Rakesh Jhujhunwala-owned inventory Star Health and Allied Insurance Company continued to reel underneath strain and hit a brand new low of Rs 488.55 apiece on the BSE in Thursday’s intra-day commerce. The inventory of the final insurance coverage firm quoted decrease for the twelfth straight buying and selling day and has slipped 31% from Rs 703.35, touched on June 14, 2022, through the interval. The decline in Star Health share value continued regardless of the corporate saying that it had signed an settlement with IDFC FIRST Bank for distribution of its medical insurance options on June 27. In the final 5 periods, Star Health share value has tanked round 10%.
Star Health inventory varieties a part of ace investor Rakesh Jhunjhunwala’s portfolio. He is a promoter of the corporate. Jhunjhunwala (14.4%) and his spouse Rekha Jhunjhunwala (3.11%) held 17.51 per cent stake within the agency as of the 31 March 2022 quarter, in keeping with the shareholding sample information. In phrases of variety of shares, the stake interprets into 100,753,935 shares of the corporate. Of the overall variety of shares, Jhunjhunwala holds 82,882,958 shares and his spouse has 17,870,977 shares. Star Health made its inventory market debut in December final 12 months, and has corrected 46% from its challenge value of Rs 900. At current, the inventory is quoting 48% down from its report excessive stage of Rs 940, touched on itemizing day.
Should you purchase Star Health shares?
Emkay Global: Buy | Target value: Rs 945
Despite the steep correction within the inventory, Emkay Global has given a ‘buy’ tag with a goal value of Rs 945. “Overall, Star Health remains an attractive story in a sunrise sector. In our view, 1-2 quarters of profitable growth delivery will likely lead to a material outperformance of Star Health’s shares. The recent steep fall in the share prices provides an attractive entry point. We have a Buy rating on the stock with a target price of Rs 945,” the brokerage mentioned.
Use correction to purchase on dips for the long-term
“Star Health care has witnessed a disappointing stock performance post its listing, falling ~45% from its 52-week high. The company is a leading health insurance player in India having a market share of 32% in the retail segment and 14% in the overall health insurance business. The company has a long runway of growth due to low penetration of health insurance in India, rising out-of-pocket expenditure, inadequate financial protection for unfavorable health occurrences, and increased awareness and affordability. The company’s singular emphasis on health insurance products allows it to create innovative products and deliver excellent customer service,” mentioned Punit Patni, Equity Research Analyst, Swastika Investmart Ltd.

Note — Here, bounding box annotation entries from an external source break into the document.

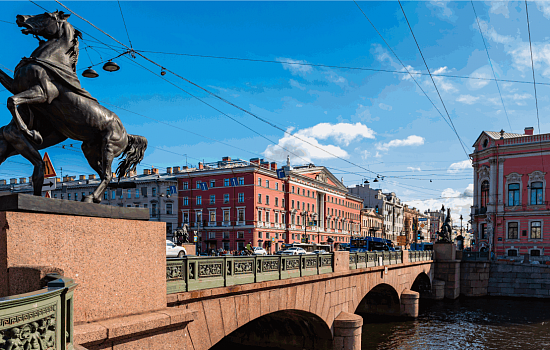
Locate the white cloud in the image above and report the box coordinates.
[447,159,472,174]
[456,95,479,105]
[263,123,375,163]
[275,57,313,76]
[296,123,375,146]
[489,1,510,18]
[376,135,424,151]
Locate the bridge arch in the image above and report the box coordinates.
[211,309,332,350]
[355,283,401,316]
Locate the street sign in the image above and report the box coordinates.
[42,152,57,178]
[42,179,56,191]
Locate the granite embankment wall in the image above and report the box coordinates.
[460,261,550,298]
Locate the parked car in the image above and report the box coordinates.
[281,247,307,255]
[166,240,187,258]
[252,247,267,255]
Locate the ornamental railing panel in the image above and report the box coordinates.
[0,278,76,350]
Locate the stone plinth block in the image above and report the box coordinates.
[434,243,456,261]
[401,289,420,318]
[333,311,363,350]
[0,209,166,323]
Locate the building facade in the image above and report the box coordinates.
[176,157,361,253]
[471,128,550,259]
[361,208,384,238]
[0,167,180,239]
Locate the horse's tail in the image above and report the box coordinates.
[116,134,147,180]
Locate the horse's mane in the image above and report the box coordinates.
[65,22,82,73]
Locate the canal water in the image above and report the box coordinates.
[361,298,550,350]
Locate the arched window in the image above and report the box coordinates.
[481,180,489,208]
[508,184,519,206]
[531,182,543,205]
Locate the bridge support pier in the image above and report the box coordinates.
[401,289,420,318]
[333,311,363,350]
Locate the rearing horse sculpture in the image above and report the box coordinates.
[0,11,147,203]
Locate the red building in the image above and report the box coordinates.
[175,157,362,253]
[471,128,550,259]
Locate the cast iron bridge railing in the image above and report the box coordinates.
[0,278,76,350]
[166,252,432,294]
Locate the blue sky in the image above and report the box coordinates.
[0,1,550,221]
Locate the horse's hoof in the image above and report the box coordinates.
[30,130,44,145]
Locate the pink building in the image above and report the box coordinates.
[176,157,362,253]
[471,127,550,259]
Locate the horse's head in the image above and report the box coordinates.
[16,11,70,39]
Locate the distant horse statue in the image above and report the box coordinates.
[0,11,147,203]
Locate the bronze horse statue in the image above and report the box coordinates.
[0,11,147,203]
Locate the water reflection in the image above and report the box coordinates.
[362,298,550,350]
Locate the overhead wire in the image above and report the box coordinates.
[397,0,470,159]
[470,0,512,131]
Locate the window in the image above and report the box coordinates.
[530,221,541,239]
[531,182,543,205]
[508,222,518,239]
[481,180,489,208]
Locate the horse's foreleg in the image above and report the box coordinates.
[7,85,52,145]
[0,69,15,95]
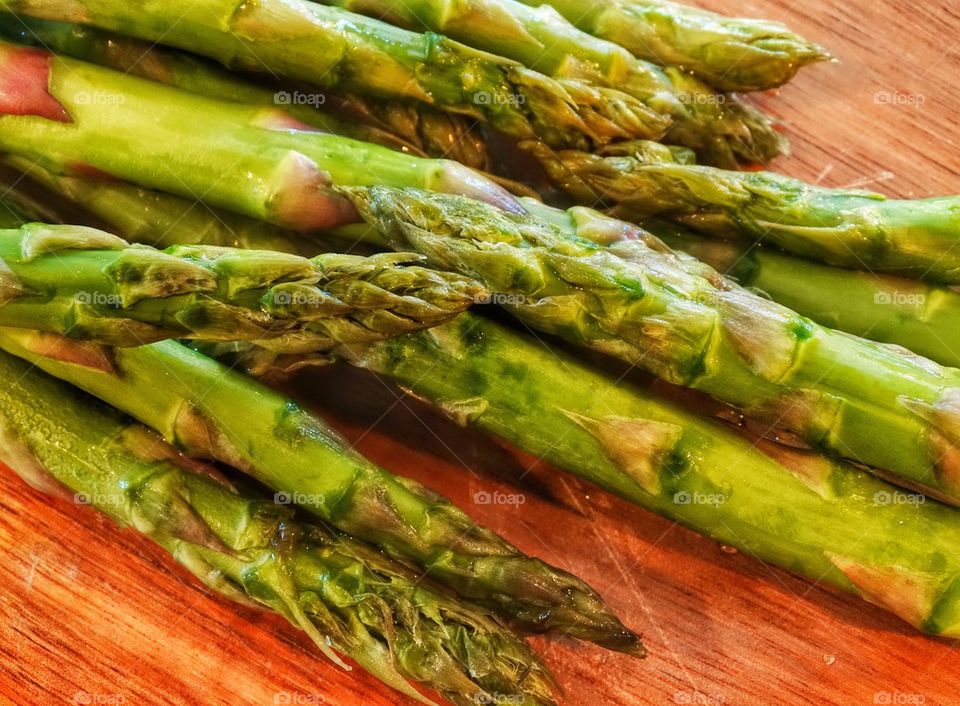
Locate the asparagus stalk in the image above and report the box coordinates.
[528,143,960,284]
[522,0,830,91]
[0,43,520,230]
[647,223,960,368]
[0,15,531,177]
[0,13,432,159]
[341,187,960,502]
[0,353,554,705]
[316,0,787,167]
[0,0,660,149]
[349,312,960,636]
[0,328,643,655]
[18,172,960,636]
[0,157,317,256]
[0,223,484,353]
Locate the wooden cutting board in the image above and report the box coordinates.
[0,0,960,706]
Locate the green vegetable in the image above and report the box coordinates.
[0,223,485,346]
[340,313,960,636]
[340,187,960,502]
[316,0,787,167]
[0,328,643,654]
[529,142,960,284]
[523,0,830,91]
[22,168,960,636]
[0,38,520,230]
[0,0,660,149]
[647,223,960,368]
[0,16,532,179]
[0,346,554,705]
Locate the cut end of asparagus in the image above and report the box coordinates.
[0,44,72,123]
[268,152,358,231]
[433,160,526,213]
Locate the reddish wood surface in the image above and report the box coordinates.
[0,0,960,706]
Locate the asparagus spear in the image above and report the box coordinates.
[316,0,787,167]
[338,312,960,636]
[0,184,644,655]
[522,0,830,91]
[0,50,960,504]
[0,353,554,704]
[647,223,960,368]
[0,43,520,230]
[0,15,531,179]
[0,328,643,654]
[528,142,960,284]
[9,60,960,506]
[0,13,436,160]
[18,172,960,636]
[0,0,660,149]
[341,187,960,502]
[0,223,484,353]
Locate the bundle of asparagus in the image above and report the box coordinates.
[0,353,555,706]
[0,0,960,704]
[9,165,960,635]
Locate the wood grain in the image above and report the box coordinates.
[0,0,960,706]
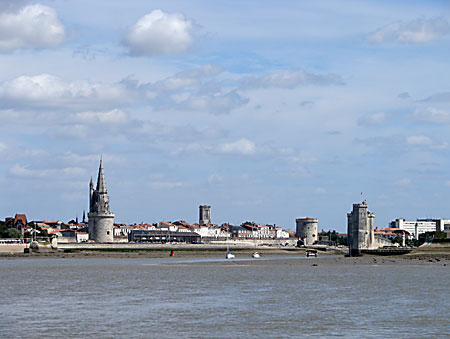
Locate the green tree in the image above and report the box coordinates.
[6,228,22,238]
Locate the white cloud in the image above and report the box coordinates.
[406,135,433,146]
[218,139,256,155]
[367,17,450,44]
[394,178,411,186]
[9,164,86,179]
[420,92,450,102]
[124,9,193,56]
[240,70,344,89]
[358,112,386,126]
[411,107,450,124]
[72,109,130,125]
[176,90,249,114]
[0,4,66,51]
[149,181,184,189]
[0,74,132,109]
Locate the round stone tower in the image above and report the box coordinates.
[88,159,114,242]
[198,205,211,226]
[295,217,318,246]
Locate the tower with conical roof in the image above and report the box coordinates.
[88,159,114,242]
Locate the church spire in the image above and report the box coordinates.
[96,157,107,193]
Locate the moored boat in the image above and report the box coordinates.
[225,251,235,259]
[305,250,317,257]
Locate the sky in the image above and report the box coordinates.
[0,0,450,231]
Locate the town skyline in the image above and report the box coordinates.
[0,0,450,231]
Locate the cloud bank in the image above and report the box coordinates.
[0,4,66,52]
[367,17,450,44]
[124,9,194,57]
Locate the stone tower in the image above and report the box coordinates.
[347,200,377,256]
[198,205,211,226]
[295,217,318,246]
[88,159,114,242]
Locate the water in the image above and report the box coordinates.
[0,258,450,338]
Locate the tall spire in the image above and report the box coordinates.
[96,157,107,193]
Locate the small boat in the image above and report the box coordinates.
[305,250,317,257]
[225,251,235,259]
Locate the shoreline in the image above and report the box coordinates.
[0,248,450,267]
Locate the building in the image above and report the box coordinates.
[88,159,114,242]
[390,219,442,239]
[128,229,201,244]
[198,205,211,226]
[347,200,377,256]
[295,217,318,246]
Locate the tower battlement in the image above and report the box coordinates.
[88,159,114,242]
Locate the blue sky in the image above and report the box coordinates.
[0,0,450,231]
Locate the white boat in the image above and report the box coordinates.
[305,250,317,258]
[225,251,235,259]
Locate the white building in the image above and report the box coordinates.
[390,219,440,239]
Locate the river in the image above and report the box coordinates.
[0,257,450,338]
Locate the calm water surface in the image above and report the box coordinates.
[0,258,450,338]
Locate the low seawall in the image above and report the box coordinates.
[58,243,284,251]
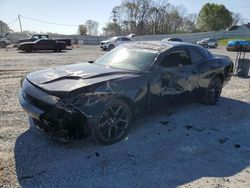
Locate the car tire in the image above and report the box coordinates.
[0,42,7,48]
[92,99,132,145]
[202,76,223,105]
[109,44,115,51]
[26,46,32,53]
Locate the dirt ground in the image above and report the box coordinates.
[0,46,250,188]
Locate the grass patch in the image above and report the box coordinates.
[218,37,250,46]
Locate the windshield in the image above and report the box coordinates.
[95,46,158,71]
[108,37,118,41]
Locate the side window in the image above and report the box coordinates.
[160,50,191,68]
[189,48,204,64]
[41,35,48,39]
[115,38,122,42]
[122,37,131,41]
[32,36,39,40]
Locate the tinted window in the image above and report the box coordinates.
[122,38,131,41]
[160,50,191,68]
[37,40,47,44]
[189,48,204,63]
[95,46,158,71]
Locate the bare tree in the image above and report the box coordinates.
[77,24,87,35]
[85,20,99,35]
[231,13,246,25]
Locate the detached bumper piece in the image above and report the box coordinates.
[19,81,87,140]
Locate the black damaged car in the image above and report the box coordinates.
[19,41,233,144]
[17,39,67,52]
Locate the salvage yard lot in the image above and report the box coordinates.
[0,46,250,188]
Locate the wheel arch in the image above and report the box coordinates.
[113,96,138,118]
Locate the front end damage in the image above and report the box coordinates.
[19,79,110,141]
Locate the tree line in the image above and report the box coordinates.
[78,0,245,36]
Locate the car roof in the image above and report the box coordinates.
[123,41,200,52]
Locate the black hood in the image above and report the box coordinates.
[26,63,132,92]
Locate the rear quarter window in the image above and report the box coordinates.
[189,48,205,64]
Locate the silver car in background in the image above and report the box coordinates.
[196,38,218,48]
[100,36,132,50]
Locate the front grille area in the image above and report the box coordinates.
[24,94,53,111]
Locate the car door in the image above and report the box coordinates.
[45,40,56,50]
[115,37,122,46]
[121,37,131,44]
[33,40,46,50]
[150,48,199,107]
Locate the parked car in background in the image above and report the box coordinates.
[161,38,183,42]
[226,40,250,52]
[19,41,233,145]
[17,34,72,46]
[0,33,11,48]
[18,39,66,52]
[100,36,132,50]
[196,38,218,48]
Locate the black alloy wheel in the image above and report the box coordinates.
[93,100,132,145]
[109,44,115,50]
[203,76,223,105]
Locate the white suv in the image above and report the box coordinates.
[100,37,132,50]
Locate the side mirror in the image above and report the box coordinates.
[88,60,94,64]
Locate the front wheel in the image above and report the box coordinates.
[202,76,223,105]
[109,44,115,51]
[92,100,132,145]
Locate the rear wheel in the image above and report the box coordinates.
[202,76,223,105]
[109,44,115,50]
[26,46,32,53]
[0,42,7,48]
[92,100,132,145]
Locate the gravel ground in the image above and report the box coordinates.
[0,46,250,188]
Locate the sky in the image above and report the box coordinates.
[0,0,250,34]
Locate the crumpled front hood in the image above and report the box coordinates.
[26,63,134,92]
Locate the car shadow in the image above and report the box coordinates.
[15,97,250,187]
[18,50,67,54]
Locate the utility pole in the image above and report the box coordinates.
[18,14,23,32]
[0,21,3,33]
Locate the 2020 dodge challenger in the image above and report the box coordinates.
[19,41,233,145]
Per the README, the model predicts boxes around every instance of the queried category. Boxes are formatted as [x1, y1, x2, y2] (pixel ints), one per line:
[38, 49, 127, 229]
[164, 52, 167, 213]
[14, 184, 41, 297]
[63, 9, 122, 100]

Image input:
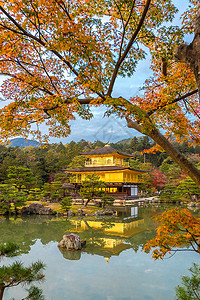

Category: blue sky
[0, 0, 191, 144]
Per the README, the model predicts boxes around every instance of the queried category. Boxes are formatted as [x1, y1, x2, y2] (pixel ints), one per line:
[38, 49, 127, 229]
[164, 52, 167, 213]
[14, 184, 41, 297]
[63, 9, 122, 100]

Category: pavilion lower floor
[66, 183, 138, 199]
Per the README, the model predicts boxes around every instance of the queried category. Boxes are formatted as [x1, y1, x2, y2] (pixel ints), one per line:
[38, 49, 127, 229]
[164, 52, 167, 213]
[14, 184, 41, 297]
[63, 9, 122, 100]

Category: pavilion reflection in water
[63, 207, 146, 262]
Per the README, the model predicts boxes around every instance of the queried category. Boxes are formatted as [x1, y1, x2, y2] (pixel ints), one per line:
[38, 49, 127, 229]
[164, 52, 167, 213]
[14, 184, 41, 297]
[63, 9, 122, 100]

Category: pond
[0, 207, 199, 300]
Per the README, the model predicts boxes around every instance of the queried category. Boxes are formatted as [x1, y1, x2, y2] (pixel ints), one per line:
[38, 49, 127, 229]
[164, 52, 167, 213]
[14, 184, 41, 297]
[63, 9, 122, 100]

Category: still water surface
[0, 208, 200, 300]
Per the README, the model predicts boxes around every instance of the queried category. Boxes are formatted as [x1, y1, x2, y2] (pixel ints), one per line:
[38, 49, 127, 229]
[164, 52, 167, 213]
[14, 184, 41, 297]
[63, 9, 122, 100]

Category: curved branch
[107, 0, 151, 96]
[147, 89, 198, 117]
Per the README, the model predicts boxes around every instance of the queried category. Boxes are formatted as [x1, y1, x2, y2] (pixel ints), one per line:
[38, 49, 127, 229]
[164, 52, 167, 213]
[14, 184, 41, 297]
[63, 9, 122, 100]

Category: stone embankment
[19, 202, 116, 217]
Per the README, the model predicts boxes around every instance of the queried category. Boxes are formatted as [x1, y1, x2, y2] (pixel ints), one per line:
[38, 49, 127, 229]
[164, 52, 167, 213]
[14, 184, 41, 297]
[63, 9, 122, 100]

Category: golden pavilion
[65, 144, 146, 198]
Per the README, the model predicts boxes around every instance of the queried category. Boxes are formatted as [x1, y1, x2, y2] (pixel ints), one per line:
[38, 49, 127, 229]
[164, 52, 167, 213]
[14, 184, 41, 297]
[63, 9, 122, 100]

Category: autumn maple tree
[0, 0, 200, 186]
[144, 209, 200, 259]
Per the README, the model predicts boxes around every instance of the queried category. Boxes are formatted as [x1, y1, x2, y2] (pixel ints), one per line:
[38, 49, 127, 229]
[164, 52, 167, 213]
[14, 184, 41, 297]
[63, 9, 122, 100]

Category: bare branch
[147, 89, 198, 117]
[107, 0, 151, 96]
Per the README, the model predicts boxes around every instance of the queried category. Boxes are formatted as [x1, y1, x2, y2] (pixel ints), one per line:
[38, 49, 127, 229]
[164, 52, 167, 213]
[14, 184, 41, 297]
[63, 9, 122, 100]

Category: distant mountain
[9, 138, 41, 148]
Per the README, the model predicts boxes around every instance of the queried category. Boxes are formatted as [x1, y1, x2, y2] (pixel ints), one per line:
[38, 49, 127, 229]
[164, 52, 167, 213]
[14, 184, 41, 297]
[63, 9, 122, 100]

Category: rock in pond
[58, 233, 85, 250]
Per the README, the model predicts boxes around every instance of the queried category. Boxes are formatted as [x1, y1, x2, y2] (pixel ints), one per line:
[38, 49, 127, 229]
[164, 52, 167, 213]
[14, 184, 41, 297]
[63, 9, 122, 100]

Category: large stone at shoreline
[58, 233, 82, 250]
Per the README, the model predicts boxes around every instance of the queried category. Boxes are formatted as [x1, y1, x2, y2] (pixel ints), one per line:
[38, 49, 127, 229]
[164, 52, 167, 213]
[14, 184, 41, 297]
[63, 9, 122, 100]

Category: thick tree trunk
[148, 129, 200, 188]
[0, 287, 5, 300]
[175, 3, 200, 98]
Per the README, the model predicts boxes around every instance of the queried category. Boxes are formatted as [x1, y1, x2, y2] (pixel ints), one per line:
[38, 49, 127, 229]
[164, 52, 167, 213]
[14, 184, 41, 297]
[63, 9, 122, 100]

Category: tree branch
[107, 0, 151, 96]
[147, 89, 198, 117]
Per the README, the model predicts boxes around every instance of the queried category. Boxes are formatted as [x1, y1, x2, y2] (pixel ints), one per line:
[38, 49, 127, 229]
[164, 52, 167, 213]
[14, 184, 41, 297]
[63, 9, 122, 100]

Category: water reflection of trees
[0, 208, 166, 259]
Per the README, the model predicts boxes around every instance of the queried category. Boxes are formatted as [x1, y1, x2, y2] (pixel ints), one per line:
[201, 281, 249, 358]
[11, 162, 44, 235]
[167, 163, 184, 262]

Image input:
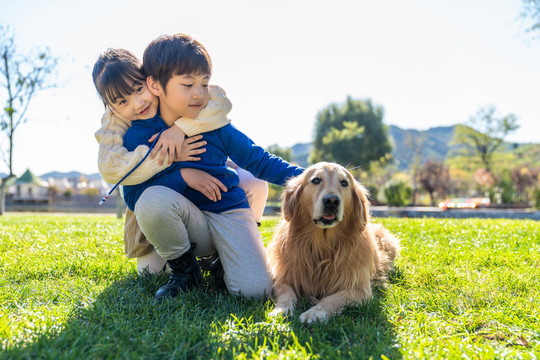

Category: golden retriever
[268, 162, 400, 323]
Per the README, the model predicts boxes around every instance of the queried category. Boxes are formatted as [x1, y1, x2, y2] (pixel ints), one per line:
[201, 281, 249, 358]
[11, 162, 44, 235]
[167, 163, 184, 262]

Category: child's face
[109, 82, 159, 121]
[160, 74, 210, 121]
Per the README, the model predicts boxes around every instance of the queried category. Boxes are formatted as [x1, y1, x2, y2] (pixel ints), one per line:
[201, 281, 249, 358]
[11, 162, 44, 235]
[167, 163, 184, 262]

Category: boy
[123, 34, 304, 299]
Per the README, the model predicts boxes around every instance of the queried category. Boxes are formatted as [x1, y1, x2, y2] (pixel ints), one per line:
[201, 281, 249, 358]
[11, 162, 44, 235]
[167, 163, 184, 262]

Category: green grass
[0, 214, 540, 360]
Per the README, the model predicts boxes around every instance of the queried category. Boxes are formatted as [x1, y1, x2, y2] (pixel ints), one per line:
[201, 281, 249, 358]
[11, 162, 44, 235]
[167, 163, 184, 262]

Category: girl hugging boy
[93, 34, 304, 299]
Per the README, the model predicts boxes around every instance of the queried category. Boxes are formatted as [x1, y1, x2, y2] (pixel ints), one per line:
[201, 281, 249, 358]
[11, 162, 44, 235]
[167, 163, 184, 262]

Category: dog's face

Patni additional added, “The company has plans to improve its distribution network by focusing on BANCA & digital channels, improving claim ratio, optimizing OPEX, and keep on introducing innovative products to enhance its profitability. However, investors must be aware of the competitive nature of the industry and being in a mono-line business, the company is subject to black swan events like the covid pandemic. Further, the primary issue of the company was richly priced and the high claim ratios during the pandemic had severely impacted the company, leading to diminishing investors’ interest. Nevertheless, the correction provides an excellent opportunity to buy on dips for the long term and we expect the company to turn profitable in the coming years.”
“Star Health and Allied Insurance Company Limited tanked over 45 per cent from its issue price. Stock prices continue its losing streak for twelve consecutive sessions despite the insurer has signed a corporate agency agreement with IDFC FIRST Bank for distribution of its health insurance solutions. The Company is presence in 25 states and 5 UT of the country and provides various health insurance plans for individuals, senior citizens, and families in India. As of March 31, 2022. Stock prices are trading with Lower-High & Lower Low formation which suggests the negative movement in the prices. At this juncture one should wait for bounce back as the chances are high for the sell-off in this stock,” mentioned Akhilesh Jat, Category Manager – Equity Research.
(The inventory advice on this story are by the respective analysis analysts and brokerage corporations. FinancialExpress.com doesn’t bear any accountability for his or her funding recommendation. Capital markets investments are topic to guidelines and laws. Please seek the advice of your funding advisor earlier than investing.)